What's more, Glatter said, sugar stimulates insulin release which also drives potassium into the body's cells, causing potassium levels in the bloodstream to fall. Then there's the caffeine, which is known as a "beta-agonist," that also drives potassium into cells and away from the blood.

"So you're getting a double whammy from caffeine as well as the sugar," Glatter told HealthPop. "You're drinking three to nine liters a day of this stuff, you're going to have significant issues."

"I never thought about it," Hodgskinson told the Herald of soda making Harris ill. "It's just a soft-drink, just like drinking water."

Dr. Lisa Te Morenga, a nutrition researcher at the University of Otago in Dunedin, New Zealand, told the Herald that the sheer volume of liquid the woman took in may have been more toxic than the sugar and caffeine.

"Even drinking that much water a day would be detrimental, as our maximum capacity for water is something like 4 liters a day," Morenga said. "I certainly wouldn't recommend it.''

Glatter said he'd also worry about the calorie intake from that kind of soda consumption. He estimates upwards of 4,000 calories a day from soda alone for someone drinking that many liters. However for people who don't drink soda in such excess Glatter said, "people who drink in moderation and have a normal balanced diet shouldn't necessarily be concerned about this."

In a statement emailed to HealthPop, The Coca-Cola Company said, "Our thoughts and sympathies are with Chris Hodgkinson and his family at this time."
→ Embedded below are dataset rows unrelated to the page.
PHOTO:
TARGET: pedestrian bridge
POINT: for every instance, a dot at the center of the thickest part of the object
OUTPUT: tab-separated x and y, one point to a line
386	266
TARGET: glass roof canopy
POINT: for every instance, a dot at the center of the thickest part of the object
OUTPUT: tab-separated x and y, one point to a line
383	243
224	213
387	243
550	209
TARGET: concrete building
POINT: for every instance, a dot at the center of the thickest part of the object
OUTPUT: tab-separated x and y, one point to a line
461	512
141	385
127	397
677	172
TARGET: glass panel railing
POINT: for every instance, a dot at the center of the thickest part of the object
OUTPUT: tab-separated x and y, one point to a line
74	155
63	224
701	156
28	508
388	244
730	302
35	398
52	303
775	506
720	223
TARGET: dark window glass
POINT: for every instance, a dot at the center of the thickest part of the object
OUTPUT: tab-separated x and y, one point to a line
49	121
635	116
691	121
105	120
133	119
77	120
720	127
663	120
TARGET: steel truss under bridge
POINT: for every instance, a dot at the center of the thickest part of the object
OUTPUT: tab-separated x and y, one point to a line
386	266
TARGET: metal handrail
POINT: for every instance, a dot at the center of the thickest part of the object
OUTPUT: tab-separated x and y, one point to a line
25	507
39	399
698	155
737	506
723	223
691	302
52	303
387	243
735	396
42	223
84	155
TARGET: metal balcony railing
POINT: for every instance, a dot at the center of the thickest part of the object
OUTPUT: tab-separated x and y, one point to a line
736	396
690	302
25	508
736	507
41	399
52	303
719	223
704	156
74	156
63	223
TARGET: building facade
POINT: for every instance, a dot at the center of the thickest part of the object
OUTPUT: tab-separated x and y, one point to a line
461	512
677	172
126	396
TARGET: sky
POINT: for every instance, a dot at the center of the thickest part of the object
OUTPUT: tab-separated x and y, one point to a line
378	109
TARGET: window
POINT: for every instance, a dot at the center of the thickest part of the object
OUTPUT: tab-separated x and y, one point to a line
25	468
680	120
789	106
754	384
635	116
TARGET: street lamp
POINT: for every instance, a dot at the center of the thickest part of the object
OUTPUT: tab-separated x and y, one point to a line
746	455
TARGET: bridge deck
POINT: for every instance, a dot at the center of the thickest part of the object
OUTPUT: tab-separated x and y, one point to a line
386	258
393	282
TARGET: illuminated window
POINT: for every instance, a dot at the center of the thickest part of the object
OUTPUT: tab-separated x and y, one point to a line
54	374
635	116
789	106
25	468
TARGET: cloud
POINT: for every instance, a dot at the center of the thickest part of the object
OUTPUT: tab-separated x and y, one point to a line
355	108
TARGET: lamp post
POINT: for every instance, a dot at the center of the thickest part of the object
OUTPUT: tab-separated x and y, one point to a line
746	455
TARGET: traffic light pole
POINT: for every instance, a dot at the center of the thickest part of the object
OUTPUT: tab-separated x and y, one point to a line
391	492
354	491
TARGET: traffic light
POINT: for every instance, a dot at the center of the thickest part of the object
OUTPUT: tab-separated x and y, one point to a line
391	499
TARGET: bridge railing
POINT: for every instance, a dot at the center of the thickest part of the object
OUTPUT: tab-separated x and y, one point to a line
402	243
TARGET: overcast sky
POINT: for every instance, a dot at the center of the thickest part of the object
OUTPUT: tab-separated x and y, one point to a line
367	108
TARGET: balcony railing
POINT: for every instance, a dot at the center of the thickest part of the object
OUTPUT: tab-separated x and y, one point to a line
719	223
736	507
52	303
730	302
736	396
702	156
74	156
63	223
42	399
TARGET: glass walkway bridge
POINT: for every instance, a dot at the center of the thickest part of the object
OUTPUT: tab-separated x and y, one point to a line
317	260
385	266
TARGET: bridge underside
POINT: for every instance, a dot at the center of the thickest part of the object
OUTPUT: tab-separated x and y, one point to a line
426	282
The company agrees with the Coroner's report that excessive ingestion of any food product - including water - and not taking in enough essential nutrients "can be dramatically symptomatic."

"We believe that all foods and beverages can have a place in a balanced and sensible diet combined with an active lifestyle," The Coca-Cola Company said. "The foundation of good nutrition is balance, variety and moderation."